We visited the dunes along the lake before coming home today and the waves from a churning Lake Superior combined with sub zero temperatures has fuzzied the generally distinct line between land and water with a solid coating of snow and ice. The result is a beautiful and slippery concoction. So for a brief moment I stood on what is generally water (a good fifty feet from actual open water mind you) on Lake Superior. I wanted to take pictures of the mini ice chunks in the water but couldn't get close enough without making us both very nervous!It would have been silly (read stupid) to knowingly tempt fate by walking out farther than where I was.
Here are the humongous rocks at the shore of Lake Superior covered in frozen lake water. A particularly big storm must have been raging for the water to splash all the way up there and cover the rocks.
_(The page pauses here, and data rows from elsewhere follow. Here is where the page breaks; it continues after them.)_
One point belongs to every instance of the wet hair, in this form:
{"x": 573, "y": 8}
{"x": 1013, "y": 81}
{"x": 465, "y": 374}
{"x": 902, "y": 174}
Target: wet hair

This picture is in front of the US Army Corps of Engineers Maritime Museum which has always been closed or too crowded on previous trips.
It was perfect timing and we finally got to see the museum. If you want to see a movie about the taconite industry circa 1980 complete with rockin' sound track I highly recommend it. Who knew iron ore pellets were so compelling?! There are highly detailed models of boats that have traveled throughout the history of the twin ports. Grain, salt, limestone, ore, and more - each has it's own dock and boat design. Steam engines, a real pilots house, and some of the best views of the harbor complete with ship manifests. Bonus, it's really warm in there too!
This last picture is of the little tug named "Bayfield" at rest in front of the Duluth lift bridge. I Couldn't post about Duluth without the bridge, and who doesn't love a tug?!